As with children without ASD, clinical assessment of a child’s readiness and skills to begin toilet training focuses on their basic communication and imitation skills, as well as their ability to hold urine overnight and to remove and pull up their pants. Parents should be alert to signs of distress when eliminating, such as constipation or pain on urination, and report these events to pediatricians.
Children and parents should be referred to an autism specialist (e.g., a psychologist or behavioral analyst) for a consultation if pediatricians have exhausted their standard advice about toileting and parents have attempted to follow these strategies, but their children still are not successfully using the toilet on a regular basis.
“Of course, pediatricians should check and treat children for medical contributors, such as genital deformities, urinary tract infections or neurological or endocrine disorders, before referring. But if children aren’t progressing, parents can often benefit from parental coaching,” Dr. Johnson says.
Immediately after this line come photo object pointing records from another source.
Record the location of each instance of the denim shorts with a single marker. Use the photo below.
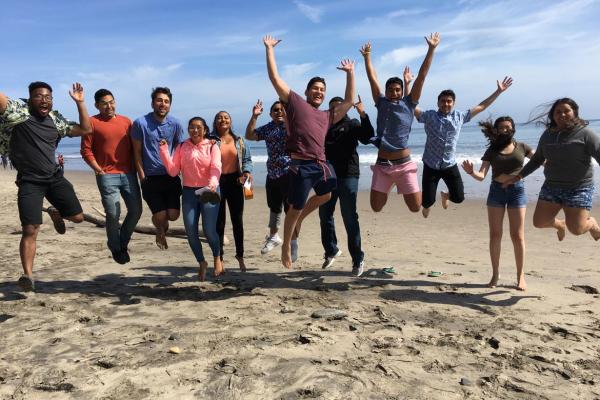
(580, 197)
(512, 196)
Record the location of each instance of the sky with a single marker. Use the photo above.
(210, 54)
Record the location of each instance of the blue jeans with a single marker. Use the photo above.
(112, 187)
(192, 209)
(347, 190)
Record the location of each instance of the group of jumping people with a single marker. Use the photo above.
(308, 149)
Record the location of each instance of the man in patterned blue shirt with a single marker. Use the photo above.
(278, 161)
(443, 128)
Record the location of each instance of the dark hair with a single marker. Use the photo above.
(448, 92)
(545, 113)
(202, 121)
(100, 93)
(274, 104)
(163, 90)
(392, 80)
(314, 80)
(38, 85)
(496, 140)
(215, 132)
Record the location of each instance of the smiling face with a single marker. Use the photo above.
(106, 106)
(564, 115)
(393, 92)
(40, 101)
(315, 94)
(445, 104)
(277, 113)
(222, 123)
(196, 131)
(161, 104)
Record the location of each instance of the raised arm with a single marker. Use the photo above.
(365, 50)
(502, 86)
(432, 42)
(84, 127)
(478, 175)
(338, 112)
(256, 111)
(282, 89)
(3, 103)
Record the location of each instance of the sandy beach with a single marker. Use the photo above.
(98, 330)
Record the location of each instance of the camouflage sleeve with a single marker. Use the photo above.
(16, 112)
(63, 125)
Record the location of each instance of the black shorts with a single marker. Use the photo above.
(162, 192)
(305, 175)
(58, 191)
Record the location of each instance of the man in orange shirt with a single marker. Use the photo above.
(108, 151)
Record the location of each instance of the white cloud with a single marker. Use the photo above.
(312, 13)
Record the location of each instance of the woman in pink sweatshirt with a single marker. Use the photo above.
(199, 162)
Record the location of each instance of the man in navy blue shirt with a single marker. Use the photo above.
(160, 191)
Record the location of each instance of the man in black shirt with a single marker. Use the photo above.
(340, 149)
(31, 131)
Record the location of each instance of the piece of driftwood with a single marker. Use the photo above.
(176, 232)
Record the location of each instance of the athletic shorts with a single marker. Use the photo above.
(404, 176)
(58, 191)
(305, 175)
(580, 197)
(512, 196)
(162, 192)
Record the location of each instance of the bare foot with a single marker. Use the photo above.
(286, 256)
(241, 263)
(561, 231)
(161, 241)
(425, 212)
(59, 223)
(202, 267)
(595, 230)
(445, 200)
(219, 269)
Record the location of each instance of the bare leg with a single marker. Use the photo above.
(161, 222)
(544, 216)
(378, 200)
(27, 248)
(413, 201)
(495, 218)
(578, 222)
(516, 221)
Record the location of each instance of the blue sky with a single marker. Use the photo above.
(211, 55)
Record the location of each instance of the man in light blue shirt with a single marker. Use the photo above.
(442, 128)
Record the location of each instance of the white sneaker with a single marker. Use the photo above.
(294, 248)
(358, 270)
(270, 243)
(330, 260)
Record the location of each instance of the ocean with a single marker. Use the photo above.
(471, 145)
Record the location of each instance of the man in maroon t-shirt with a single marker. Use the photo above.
(307, 128)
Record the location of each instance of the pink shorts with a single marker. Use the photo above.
(404, 176)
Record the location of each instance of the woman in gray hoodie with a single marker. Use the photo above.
(567, 147)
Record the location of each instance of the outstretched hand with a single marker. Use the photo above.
(468, 166)
(505, 84)
(257, 109)
(77, 93)
(346, 66)
(407, 75)
(365, 49)
(270, 41)
(433, 40)
(360, 108)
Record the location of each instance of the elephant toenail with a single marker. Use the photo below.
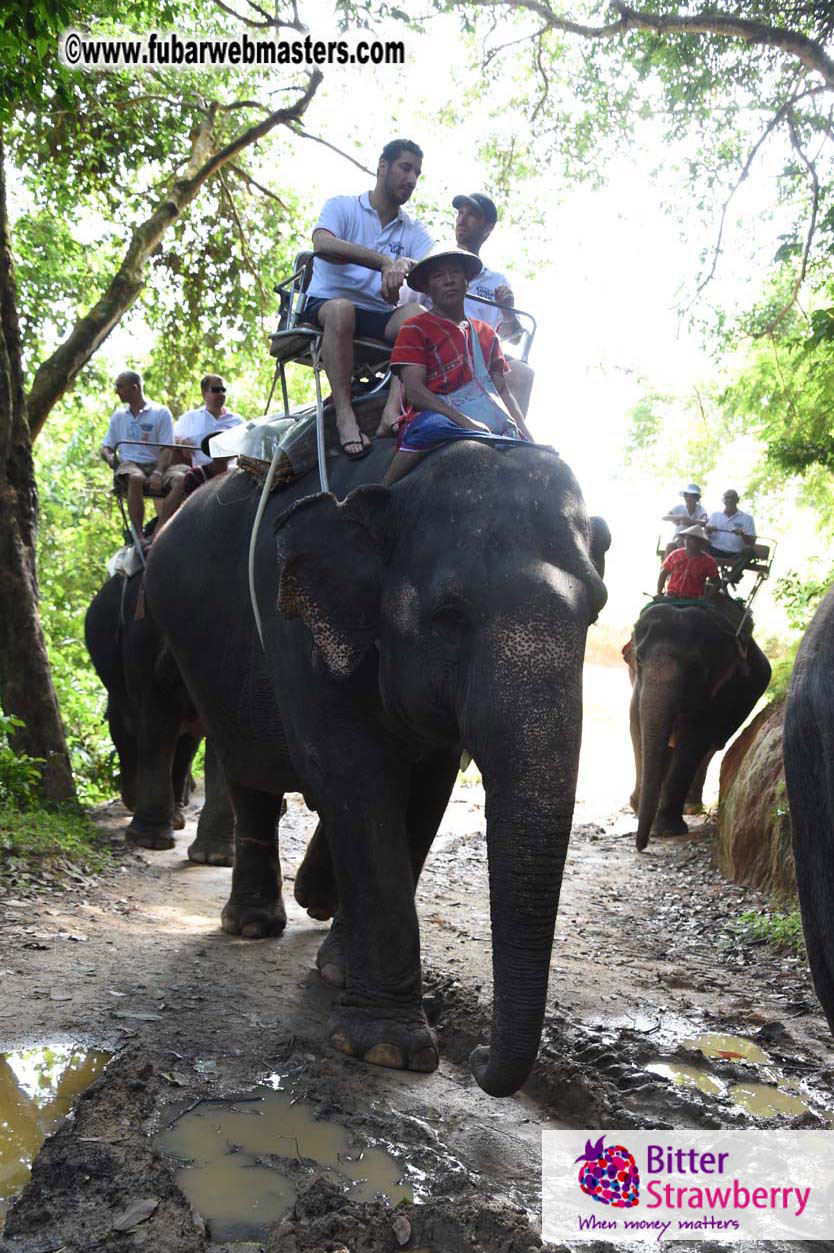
(425, 1060)
(332, 975)
(342, 1044)
(386, 1055)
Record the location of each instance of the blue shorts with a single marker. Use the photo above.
(430, 429)
(370, 323)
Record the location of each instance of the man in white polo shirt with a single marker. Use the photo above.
(142, 464)
(376, 243)
(733, 535)
(189, 430)
(476, 218)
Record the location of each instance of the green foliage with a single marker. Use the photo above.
(79, 530)
(19, 773)
(34, 838)
(783, 930)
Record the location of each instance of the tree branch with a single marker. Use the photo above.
(304, 134)
(242, 236)
(809, 237)
(252, 182)
(809, 51)
(59, 371)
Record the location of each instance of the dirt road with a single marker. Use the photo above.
(658, 1016)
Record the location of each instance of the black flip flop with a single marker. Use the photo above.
(363, 449)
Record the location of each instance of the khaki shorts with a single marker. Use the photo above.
(144, 469)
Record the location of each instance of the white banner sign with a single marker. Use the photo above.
(673, 1185)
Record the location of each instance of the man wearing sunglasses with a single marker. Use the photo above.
(189, 431)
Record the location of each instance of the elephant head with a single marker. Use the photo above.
(696, 681)
(468, 589)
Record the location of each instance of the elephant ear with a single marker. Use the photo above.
(600, 544)
(332, 558)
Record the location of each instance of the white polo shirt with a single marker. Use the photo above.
(152, 425)
(725, 538)
(193, 426)
(355, 219)
(485, 285)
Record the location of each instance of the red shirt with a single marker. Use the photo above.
(442, 347)
(688, 574)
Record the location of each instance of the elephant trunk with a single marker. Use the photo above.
(526, 863)
(524, 729)
(660, 702)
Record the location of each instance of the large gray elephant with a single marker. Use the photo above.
(809, 777)
(400, 627)
(154, 728)
(695, 681)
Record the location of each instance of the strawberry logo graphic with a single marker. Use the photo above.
(609, 1175)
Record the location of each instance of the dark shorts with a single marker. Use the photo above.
(370, 323)
(430, 429)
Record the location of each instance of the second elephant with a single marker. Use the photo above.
(695, 683)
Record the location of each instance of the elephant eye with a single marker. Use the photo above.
(450, 623)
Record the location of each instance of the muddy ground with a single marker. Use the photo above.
(646, 959)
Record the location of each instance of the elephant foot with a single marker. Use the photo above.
(212, 852)
(397, 1043)
(149, 837)
(329, 959)
(669, 825)
(254, 919)
(316, 890)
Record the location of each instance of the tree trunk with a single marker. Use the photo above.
(25, 683)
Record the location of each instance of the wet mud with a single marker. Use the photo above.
(658, 1018)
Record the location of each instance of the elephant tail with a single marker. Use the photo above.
(809, 777)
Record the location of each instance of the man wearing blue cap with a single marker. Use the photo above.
(476, 218)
Sessions with autism specialists focus on child-specific barriers to toilet training, identification of precursor behavioral signs that a child is ready to eliminate, use of adaptive supports (e.g., modified toilet seats, handrails and footstools and picture-based visual supports) and reinforcement strategies. Parents should also be instructed to keep data on successful and unsuccessful voids and bowel movements so their children’s progress can be monitored and strategies modified to their needs.
Dr. Johnson, who has conducted research showing that parent training offers significant benefits over psychoeducation in managing disruptive behavior in children with ASD, concludes that “offering support and teaching behavioral skills to parents of children with ASD can help to reduce their stress and improve their feelings of competence, leading to more successful outcomes for toilet training.”